Según Smith, se llamaba Bailey Mill.
No le había hecho ninguna gracia el tono de Smith. Listillo, chulo, irritante, así era Charlie Smith; pero ¿enfadado, exigente, agresivo? De ninguna manera.
Algo iba mal.
Ramsey parecía haber ganado un nuevo aliado en la persona de Diane McCoy, uno que le había costado veinte millones de dólares. Por suerte, tenía mucho más en distintas cuentas repartidas por el mundo, un dinero que había ido a parar a sus manos a raíz de operaciones que habían finalizado antes de tiempo o habían sido abortadas. Gracias a Dios, una vez se estampaba el sello de «Clasificado» en un expediente, éste rara vez era objeto de escrutinio por parte de un contador. La política era devolver los recursos que se hubieran invertido, pero ése no siempre era el caso. Necesitaba fondos para pagar a Smith -capital para financiar investigaciones encubiertas-, pero esa necesidad cada vez era menor. Sin embargo, a medida que la necesidad se complicaba, también lo hacían los riesgos.
Como en ese caso.
Los faros le permitieron distinguir la granja, un granero y otro coche. No había ninguna luz. Después de aparcar, metió la mano en el compartimento central, sacó su Walther automática y salió a la fría noche.
– ¡Charlie! -gritó-. No tengo tiempo para bobadas. Sal ahora mismo.
Sus ojos, acostumbrados a la oscuridad, percibieron movimiento a su izquierda. Ramsey apuntó y efectuó dos disparos. Las balas se estrellaron contra la vieja madera. Más movimiento, pero vio que no era Smith.
Perros.
Huían del porche y de la casa, salían despavoridos en dirección al bosque. Como la última vez. Suspiró aliviado.
A Smith le encantaban los juegos, así que decidió complacerlo.
– A ver qué te parece esto, Charlie. Te desinflaré las cuatro ruedas y pasarás la noche aquí pelado de frió. Llámame mañana, cuando estés dispuesto a hablar.
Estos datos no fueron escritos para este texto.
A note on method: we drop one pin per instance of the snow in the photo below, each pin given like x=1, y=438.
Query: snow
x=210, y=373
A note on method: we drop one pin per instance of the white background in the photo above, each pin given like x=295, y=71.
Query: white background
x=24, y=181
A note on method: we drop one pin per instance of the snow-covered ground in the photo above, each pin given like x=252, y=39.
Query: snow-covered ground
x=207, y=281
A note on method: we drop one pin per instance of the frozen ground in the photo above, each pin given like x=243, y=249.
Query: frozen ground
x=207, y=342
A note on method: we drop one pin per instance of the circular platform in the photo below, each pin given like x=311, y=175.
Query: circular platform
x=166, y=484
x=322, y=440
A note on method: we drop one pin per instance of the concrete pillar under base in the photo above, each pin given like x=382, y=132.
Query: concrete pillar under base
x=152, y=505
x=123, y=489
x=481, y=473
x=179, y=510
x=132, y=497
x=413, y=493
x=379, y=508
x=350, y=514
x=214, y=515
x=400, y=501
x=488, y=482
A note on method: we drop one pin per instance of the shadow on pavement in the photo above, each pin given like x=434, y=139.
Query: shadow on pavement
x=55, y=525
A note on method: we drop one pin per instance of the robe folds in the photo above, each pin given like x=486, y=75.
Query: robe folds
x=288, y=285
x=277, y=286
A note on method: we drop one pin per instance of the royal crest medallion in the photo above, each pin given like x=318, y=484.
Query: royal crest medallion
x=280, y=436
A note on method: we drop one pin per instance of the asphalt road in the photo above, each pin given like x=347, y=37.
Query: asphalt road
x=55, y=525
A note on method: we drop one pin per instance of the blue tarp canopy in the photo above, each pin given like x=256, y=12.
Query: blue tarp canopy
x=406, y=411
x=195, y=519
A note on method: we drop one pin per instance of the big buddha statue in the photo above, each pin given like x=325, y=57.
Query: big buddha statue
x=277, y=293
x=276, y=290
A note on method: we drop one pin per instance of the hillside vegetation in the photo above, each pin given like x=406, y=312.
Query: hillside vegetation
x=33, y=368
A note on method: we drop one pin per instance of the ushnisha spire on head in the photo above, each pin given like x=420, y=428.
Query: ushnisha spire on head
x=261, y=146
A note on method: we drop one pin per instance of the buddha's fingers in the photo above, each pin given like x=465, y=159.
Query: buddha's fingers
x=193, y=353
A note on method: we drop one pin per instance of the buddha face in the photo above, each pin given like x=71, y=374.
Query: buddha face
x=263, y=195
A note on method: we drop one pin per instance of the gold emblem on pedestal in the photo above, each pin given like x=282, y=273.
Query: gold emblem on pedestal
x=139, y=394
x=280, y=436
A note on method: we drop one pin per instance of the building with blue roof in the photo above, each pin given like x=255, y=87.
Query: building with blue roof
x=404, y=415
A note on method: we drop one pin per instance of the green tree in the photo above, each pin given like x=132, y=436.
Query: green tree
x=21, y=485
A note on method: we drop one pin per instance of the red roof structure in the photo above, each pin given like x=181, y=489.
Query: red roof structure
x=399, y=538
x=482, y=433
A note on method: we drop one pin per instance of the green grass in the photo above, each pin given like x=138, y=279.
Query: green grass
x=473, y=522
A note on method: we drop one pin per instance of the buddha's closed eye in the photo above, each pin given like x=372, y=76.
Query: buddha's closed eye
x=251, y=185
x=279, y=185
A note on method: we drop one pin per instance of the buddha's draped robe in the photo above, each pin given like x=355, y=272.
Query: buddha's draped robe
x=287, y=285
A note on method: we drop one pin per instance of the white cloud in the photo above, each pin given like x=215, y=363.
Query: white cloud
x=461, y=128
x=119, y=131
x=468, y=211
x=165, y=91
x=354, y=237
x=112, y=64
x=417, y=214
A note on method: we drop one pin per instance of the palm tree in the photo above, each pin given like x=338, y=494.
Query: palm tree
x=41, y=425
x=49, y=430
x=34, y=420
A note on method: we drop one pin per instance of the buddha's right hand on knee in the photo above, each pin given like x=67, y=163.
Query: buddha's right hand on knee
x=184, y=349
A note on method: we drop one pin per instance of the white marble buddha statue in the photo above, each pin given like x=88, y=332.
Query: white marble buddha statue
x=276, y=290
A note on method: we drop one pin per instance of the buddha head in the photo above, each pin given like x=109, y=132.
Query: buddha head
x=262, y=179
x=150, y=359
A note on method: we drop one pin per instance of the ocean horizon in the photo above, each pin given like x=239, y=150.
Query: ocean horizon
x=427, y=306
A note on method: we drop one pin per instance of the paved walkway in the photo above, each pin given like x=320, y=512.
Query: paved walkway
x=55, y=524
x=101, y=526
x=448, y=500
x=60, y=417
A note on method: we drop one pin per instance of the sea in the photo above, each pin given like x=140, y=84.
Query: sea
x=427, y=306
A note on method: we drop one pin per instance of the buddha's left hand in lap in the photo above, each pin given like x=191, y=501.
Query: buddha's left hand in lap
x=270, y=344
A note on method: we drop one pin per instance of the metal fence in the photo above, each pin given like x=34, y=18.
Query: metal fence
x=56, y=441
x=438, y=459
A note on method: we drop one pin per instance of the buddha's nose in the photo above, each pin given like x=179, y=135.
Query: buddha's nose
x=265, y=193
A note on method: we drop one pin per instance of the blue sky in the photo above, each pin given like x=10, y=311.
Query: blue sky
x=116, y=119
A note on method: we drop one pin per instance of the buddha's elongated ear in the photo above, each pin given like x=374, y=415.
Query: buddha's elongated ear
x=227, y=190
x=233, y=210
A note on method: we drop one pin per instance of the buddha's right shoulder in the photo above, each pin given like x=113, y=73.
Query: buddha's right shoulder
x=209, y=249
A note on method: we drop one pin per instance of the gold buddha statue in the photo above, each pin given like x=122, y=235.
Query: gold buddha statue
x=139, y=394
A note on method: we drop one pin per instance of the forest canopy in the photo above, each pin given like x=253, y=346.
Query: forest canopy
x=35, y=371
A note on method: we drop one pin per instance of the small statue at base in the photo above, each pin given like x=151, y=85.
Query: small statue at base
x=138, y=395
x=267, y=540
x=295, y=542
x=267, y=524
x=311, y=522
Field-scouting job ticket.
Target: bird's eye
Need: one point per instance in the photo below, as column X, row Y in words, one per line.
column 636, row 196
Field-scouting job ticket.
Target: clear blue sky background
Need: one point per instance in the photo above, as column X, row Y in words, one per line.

– Qué aburrido eres, almirante -afirmó una voz-. No tienes el más mínimo sentido del humor.
Smith salió de las sombras.
– Tienes suerte de que no te mate -espetó él.
El otro avanzó desde el porche.
– ¿Por qué ibas a hacerlo? He sido un buen chico, he hecho todo lo que querías. He liquidado a los cuatro, limpiamente. Luego oigo por la radio que vas a entrar a formar parte de la Junta de Jefes. Te mudas a la zona este, a ese apartamento de lujo en el cielo, como decían en esa serie de televisión, «Los Jefferson».